A regulamentação atual já estabelece em que condições deve ser realizada a análise da vulnerabilidade sísmica dos edifícios. O desafio que se impõe é criar um sistema de incentivos eficaz que estimule a iniciativa própria de proprietários e condomínios na avaliação e reforço sísmico das suas propriedades. Modelos como o italiano, que permitem a execução faseada de intervenções de reforço estrutural, podem servir de inspiração para promover uma cultura de responsabilização e ação gradual, adaptada à capacidade económica dos cidadãos.
Quando se fala em segurança sísmica do edificado, pode tender-se a pensar apenas nos edifícios, esquecendo estruturas importantes como as pontes e viadutos. Estas infraestruturas, quando inseridas em itinerários prioritários, desempenham um papel fundamental nas operações de emergência e socorro. A relevância destas infraestruturas deve levar a uma reflexão sobre as exigências de desempenho em caso de sismo, definindo as condições de operacionalidade a exigir.
Um outro vetor que merece atenção é a proteção financeira das empresas e cidadãos face a catástrofes sísmicas. Nesta área o papel das seguradoras é essencial, estando neste momento em estudo a criação de um fundo que permita acumular e capitalizar recursos económicos a utilizar em situação de desastre, reforçando assim a resiliência económica nacional.
A cultura de prevenção sísmica deve ser incumbida desde cedo, nas escolas, nos programas de formação profissional e nas comunidades locais. Um cidadão informado é o primeiro agente de proteção civil. Saber como agir durante um sismo, reconhecer sinais de vulnerabilidade estrutural e exigir cumprimento das normas são atitudes que podem salvar vidas.

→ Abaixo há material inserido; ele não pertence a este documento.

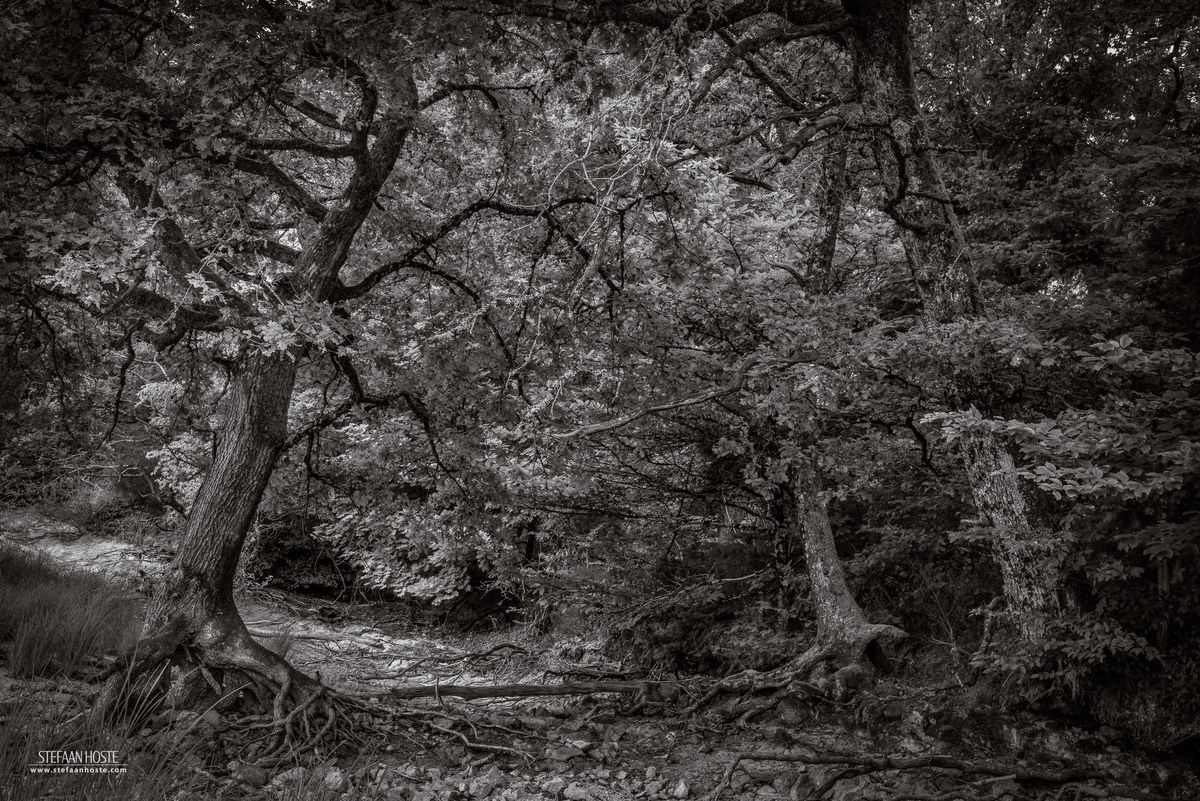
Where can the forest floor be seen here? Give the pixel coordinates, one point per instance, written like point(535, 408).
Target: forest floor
point(895, 742)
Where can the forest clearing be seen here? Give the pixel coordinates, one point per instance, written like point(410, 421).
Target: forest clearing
point(604, 399)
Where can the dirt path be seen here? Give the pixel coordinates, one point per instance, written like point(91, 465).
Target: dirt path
point(347, 654)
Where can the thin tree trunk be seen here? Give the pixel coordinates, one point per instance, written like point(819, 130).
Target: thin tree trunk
point(947, 287)
point(199, 584)
point(833, 202)
point(838, 613)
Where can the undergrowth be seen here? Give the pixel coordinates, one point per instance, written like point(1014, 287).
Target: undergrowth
point(55, 621)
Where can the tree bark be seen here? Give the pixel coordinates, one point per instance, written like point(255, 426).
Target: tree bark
point(193, 604)
point(943, 277)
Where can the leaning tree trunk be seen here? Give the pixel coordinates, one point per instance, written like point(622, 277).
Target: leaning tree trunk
point(844, 633)
point(193, 612)
point(945, 278)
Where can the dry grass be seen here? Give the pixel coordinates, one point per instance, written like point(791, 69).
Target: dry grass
point(54, 620)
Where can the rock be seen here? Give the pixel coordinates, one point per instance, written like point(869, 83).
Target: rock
point(335, 780)
point(555, 786)
point(483, 786)
point(210, 720)
point(291, 776)
point(251, 776)
point(563, 753)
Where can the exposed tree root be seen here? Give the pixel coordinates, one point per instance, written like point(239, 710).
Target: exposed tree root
point(845, 660)
point(283, 711)
point(525, 691)
point(862, 764)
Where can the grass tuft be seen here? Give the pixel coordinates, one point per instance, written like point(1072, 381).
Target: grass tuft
point(55, 620)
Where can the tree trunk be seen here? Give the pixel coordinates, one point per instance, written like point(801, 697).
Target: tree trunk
point(193, 606)
point(843, 628)
point(945, 281)
point(198, 586)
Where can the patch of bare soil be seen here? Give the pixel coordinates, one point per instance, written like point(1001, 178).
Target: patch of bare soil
point(893, 742)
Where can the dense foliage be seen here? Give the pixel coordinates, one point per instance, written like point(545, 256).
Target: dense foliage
point(627, 275)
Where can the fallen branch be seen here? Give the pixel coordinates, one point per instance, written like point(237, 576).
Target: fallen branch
point(520, 691)
point(621, 422)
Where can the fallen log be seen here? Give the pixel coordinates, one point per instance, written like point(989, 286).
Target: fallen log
point(472, 692)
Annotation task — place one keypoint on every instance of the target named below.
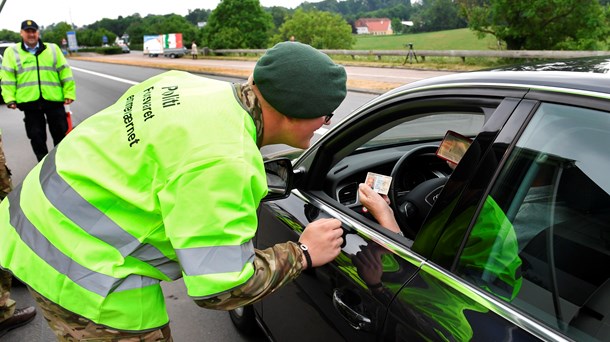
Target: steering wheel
(411, 206)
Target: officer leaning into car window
(10, 316)
(165, 184)
(37, 79)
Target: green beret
(300, 81)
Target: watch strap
(305, 250)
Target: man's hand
(323, 238)
(378, 206)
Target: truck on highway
(168, 45)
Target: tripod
(410, 55)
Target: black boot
(19, 318)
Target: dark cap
(299, 81)
(29, 24)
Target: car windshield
(428, 128)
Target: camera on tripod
(411, 54)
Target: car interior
(565, 278)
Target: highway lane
(98, 86)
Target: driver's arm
(379, 207)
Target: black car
(506, 225)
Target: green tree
(540, 24)
(56, 32)
(279, 15)
(322, 30)
(238, 24)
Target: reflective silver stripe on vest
(26, 84)
(217, 259)
(95, 282)
(17, 60)
(97, 224)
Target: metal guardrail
(463, 54)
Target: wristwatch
(305, 250)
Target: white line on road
(105, 76)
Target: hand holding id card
(379, 183)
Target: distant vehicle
(3, 46)
(168, 45)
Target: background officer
(37, 79)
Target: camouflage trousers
(5, 174)
(68, 326)
(7, 305)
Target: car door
(349, 298)
(525, 261)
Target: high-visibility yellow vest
(164, 183)
(27, 77)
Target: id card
(379, 183)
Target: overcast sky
(83, 12)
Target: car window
(429, 127)
(542, 238)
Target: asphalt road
(98, 85)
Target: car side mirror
(279, 178)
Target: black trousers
(36, 119)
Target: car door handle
(353, 318)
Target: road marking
(105, 76)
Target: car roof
(568, 81)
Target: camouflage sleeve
(273, 267)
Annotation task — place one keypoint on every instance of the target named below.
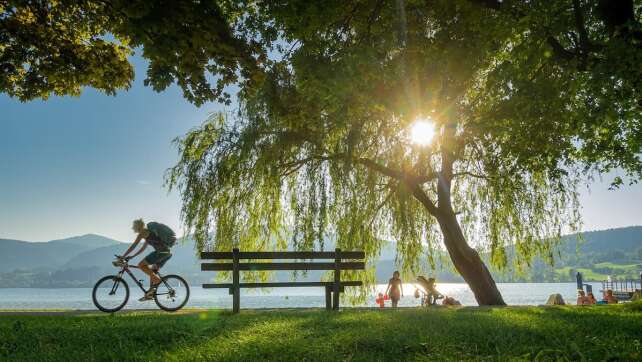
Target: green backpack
(164, 233)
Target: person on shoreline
(591, 298)
(609, 297)
(395, 289)
(582, 299)
(161, 238)
(450, 301)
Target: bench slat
(217, 255)
(282, 266)
(350, 283)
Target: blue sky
(91, 164)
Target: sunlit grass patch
(526, 333)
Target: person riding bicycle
(161, 238)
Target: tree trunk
(467, 262)
(466, 259)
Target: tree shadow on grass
(388, 335)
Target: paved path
(71, 312)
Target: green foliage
(60, 47)
(322, 148)
(527, 98)
(560, 333)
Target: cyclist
(161, 238)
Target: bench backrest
(236, 256)
(236, 267)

O país não pode continuar a adiar a sua preparação para um grande sismo, que certamente acontecerá, ainda que em data incerta. Investir na segurança sísmica do edificado é investir na continuidade da nossa história, na preservação do património e na segurança das futuras gerações. O tempo para agir é agora — antes que o planeta nos volte a lembrar, de forma trágica, o que já sabemos há séculos: que o sismo é inevitável, mas o colapso não tem de o ser.